POLITIK “Pung”…?

Catatan Akhir Pekan a.ZaiZa

hompimpa-ilustrasi
hompimpa-ilustrasi

HOM pimpa alaium gambreng… Sekilas memang permainan anak-anak ini kita anggap hanya permainan belaka yang tiada artinya. Namun, secara tidak sadar, ternyata pemilihan sang juara dengan hom pimpa mengandung filosofi yang mendalam.

Bayangkan saja permainan itu, mungkin kita semua pernah bermain hom pimpa saat kecil-kecil dulu. Kita melakukan hom pimpa, sebelum kita menentukan siapa yang ‘jaga’ dalam permainan kulen temuni.

Permainan anak-anak ini, sadar atau tidak sadar, ternyata mengandung makna filosofi. Dimana, begitu demokratisnya kita semasa anak-anak, untuk mencari siapa pemenang, tanpa mesti beradu otot alias tenaga dan saling mengumbar napsu untuk menjadi yang terbaik.
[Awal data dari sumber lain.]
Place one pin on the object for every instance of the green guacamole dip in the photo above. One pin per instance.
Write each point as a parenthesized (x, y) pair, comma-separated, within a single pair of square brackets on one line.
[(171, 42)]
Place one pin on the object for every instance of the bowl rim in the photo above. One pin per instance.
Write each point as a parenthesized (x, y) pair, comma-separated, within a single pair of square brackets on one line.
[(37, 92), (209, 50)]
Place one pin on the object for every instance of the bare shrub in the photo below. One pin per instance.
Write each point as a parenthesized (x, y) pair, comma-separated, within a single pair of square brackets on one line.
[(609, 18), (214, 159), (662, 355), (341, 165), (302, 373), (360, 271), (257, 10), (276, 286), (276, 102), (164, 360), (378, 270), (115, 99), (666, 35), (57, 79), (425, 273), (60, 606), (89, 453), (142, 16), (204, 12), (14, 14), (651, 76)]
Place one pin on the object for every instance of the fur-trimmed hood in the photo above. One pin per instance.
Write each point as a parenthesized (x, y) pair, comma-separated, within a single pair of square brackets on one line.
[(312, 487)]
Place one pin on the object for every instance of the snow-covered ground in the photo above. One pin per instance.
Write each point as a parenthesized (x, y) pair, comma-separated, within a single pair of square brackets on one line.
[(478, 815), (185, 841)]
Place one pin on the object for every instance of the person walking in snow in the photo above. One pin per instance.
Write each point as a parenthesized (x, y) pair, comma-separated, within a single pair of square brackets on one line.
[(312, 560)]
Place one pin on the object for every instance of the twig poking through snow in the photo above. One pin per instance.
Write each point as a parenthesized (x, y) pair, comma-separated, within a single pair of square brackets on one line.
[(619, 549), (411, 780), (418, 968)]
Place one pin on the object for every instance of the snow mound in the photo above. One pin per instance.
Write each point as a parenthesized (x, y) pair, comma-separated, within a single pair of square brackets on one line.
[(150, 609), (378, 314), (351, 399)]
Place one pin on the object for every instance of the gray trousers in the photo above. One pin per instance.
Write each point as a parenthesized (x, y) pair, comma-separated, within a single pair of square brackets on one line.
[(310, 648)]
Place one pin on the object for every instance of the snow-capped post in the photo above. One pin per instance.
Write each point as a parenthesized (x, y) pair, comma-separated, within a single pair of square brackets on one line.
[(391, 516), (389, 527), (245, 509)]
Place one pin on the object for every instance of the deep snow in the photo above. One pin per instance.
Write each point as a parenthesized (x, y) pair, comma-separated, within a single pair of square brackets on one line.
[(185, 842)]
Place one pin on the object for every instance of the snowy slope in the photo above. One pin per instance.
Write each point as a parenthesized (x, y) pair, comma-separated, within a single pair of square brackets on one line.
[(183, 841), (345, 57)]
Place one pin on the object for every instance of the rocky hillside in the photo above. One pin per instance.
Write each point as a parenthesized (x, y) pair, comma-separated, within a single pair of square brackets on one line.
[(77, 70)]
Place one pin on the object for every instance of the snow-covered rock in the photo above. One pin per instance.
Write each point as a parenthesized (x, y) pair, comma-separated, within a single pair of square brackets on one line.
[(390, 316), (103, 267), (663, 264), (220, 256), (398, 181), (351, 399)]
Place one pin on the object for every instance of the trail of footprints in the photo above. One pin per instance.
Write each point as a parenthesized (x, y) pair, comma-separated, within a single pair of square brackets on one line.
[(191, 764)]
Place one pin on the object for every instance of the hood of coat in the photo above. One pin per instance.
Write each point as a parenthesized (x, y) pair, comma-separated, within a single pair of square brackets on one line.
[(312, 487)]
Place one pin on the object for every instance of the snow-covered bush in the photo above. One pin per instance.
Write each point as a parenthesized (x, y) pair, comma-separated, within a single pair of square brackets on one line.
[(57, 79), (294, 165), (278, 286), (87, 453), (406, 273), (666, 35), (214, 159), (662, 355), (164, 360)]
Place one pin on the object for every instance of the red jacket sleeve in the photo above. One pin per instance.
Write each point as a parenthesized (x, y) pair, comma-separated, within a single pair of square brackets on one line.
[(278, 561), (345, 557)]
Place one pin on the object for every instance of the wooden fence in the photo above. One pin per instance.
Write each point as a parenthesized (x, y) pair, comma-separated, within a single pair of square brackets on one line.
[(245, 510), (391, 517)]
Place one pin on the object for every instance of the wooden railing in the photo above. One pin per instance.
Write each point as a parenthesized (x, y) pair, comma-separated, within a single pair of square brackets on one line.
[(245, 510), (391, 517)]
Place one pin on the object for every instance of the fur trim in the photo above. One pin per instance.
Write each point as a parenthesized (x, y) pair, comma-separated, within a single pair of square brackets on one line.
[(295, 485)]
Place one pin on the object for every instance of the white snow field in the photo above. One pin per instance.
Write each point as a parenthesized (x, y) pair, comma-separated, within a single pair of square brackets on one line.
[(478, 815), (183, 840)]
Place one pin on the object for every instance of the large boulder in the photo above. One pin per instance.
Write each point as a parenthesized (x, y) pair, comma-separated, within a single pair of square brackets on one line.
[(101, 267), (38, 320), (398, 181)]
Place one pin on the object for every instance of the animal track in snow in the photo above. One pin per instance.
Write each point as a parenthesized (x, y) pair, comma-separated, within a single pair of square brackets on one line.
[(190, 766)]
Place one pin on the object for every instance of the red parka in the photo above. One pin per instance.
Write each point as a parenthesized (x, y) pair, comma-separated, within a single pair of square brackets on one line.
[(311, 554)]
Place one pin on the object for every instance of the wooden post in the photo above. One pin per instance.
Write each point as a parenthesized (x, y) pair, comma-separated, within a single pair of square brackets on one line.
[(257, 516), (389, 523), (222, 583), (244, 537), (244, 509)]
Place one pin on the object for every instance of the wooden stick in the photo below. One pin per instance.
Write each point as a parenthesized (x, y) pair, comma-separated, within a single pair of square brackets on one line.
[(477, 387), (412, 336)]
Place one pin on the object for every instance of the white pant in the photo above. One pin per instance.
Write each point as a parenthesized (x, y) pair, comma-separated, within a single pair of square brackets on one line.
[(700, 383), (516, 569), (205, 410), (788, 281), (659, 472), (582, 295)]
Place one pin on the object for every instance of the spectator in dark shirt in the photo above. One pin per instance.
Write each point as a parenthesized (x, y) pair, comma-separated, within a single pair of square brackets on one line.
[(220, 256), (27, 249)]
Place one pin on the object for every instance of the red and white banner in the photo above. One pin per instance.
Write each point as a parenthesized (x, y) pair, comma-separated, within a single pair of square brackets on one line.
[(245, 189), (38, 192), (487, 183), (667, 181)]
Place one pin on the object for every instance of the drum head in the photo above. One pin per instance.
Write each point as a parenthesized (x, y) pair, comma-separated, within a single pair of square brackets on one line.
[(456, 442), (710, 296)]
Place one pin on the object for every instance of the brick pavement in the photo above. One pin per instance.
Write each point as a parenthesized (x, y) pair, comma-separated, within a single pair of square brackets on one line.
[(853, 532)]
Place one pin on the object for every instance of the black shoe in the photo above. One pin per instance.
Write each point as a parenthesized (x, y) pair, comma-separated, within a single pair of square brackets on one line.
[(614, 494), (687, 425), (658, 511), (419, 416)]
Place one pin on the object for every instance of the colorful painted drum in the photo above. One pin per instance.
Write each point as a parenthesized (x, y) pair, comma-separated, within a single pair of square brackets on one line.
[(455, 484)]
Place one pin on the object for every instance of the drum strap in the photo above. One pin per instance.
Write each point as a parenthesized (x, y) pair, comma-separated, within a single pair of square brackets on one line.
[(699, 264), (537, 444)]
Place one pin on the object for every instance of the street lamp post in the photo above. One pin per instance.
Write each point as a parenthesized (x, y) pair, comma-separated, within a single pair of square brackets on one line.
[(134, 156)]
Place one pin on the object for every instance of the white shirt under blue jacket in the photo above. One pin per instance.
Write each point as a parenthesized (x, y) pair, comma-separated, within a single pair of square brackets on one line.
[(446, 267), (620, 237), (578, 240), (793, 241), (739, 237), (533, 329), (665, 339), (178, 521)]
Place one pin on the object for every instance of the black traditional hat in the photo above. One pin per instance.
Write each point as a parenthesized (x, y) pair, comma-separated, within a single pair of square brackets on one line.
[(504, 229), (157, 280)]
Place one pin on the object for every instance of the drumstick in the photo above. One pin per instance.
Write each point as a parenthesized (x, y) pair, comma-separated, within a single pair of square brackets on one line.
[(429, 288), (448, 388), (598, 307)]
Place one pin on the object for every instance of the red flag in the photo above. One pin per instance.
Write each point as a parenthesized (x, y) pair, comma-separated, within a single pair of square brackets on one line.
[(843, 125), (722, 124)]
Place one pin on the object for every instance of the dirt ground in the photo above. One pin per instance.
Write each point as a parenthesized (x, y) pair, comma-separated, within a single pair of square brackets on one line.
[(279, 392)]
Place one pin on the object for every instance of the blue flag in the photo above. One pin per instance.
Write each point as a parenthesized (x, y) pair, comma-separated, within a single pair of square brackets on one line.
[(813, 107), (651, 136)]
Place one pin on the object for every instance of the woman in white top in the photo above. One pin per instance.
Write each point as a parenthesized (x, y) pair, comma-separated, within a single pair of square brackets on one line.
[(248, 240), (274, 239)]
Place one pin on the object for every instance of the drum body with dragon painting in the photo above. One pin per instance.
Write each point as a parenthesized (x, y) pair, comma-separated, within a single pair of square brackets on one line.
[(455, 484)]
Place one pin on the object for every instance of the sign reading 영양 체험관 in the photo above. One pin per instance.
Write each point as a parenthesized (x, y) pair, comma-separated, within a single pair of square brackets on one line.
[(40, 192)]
Karena kita yakin, bahwa teman-teman kita itu juga mampu menjadi yang terbaik.

Dengan latar belakang main hom pimpa ini, saya terinspirasi untuk menoreh catatan ini dari tulisan Drs. Jamhuri,MA, seorang Dosen pada Fakultas Syari’ah IAIN Ar-Raniry Banda Aceh yang memberikan solusi menyikapi pengisian 6 kursi Dewan Perwakilan Rakyat Aceh (DPRA) dengan cara “pung” di media online Lintas Gayo pada 12 Maret 2013 dalam rubrik Sara Sagi.

Dimana dalam tulisan tersebut, Bang Jamhur (begitu saya menyapa beliau) menulis bagaimana kalau jatah (kuota) 6 kursi  yang akan diperebut di Daerah Pemilihan (Dapil) 4 untuk wilayah Kabupaten Bener Meriah dan Aceh Tengah disepaki dengan cara “pung” saja. Artinya tidak perlu banyak yang maju, karena diyakini kalau semua calon memperebutkannya maka akan lepas ke tagan mereka yang tidak mencintai Gayo secara penuh kendati mereka berdomosili di Gayo.

Saya ulangi “Lepas ke tagan mereka yang tidak mencintai Gayo secara penuh kendati mereka berdomosili di Gayo”.  Wow…sebuah kalimat yang sederhana, namun mengandung makna yang cukup dalam tentunya.

Kalimat tersebut mengingatkan kita kembali ke hasil Pemilu 2009 lalu. Dimana, saat Dapil 4 masih dihuni oleh 3 daerah plus Bireuen selain kabupaten di dataran tinggi Gayo dengan kuota 12 kursi. Sejumlah anggota DPRA yang kini sedang menikmati empuknya kursi DPRA, teramat terkesan tidak ingat akan daerah pemilihannya.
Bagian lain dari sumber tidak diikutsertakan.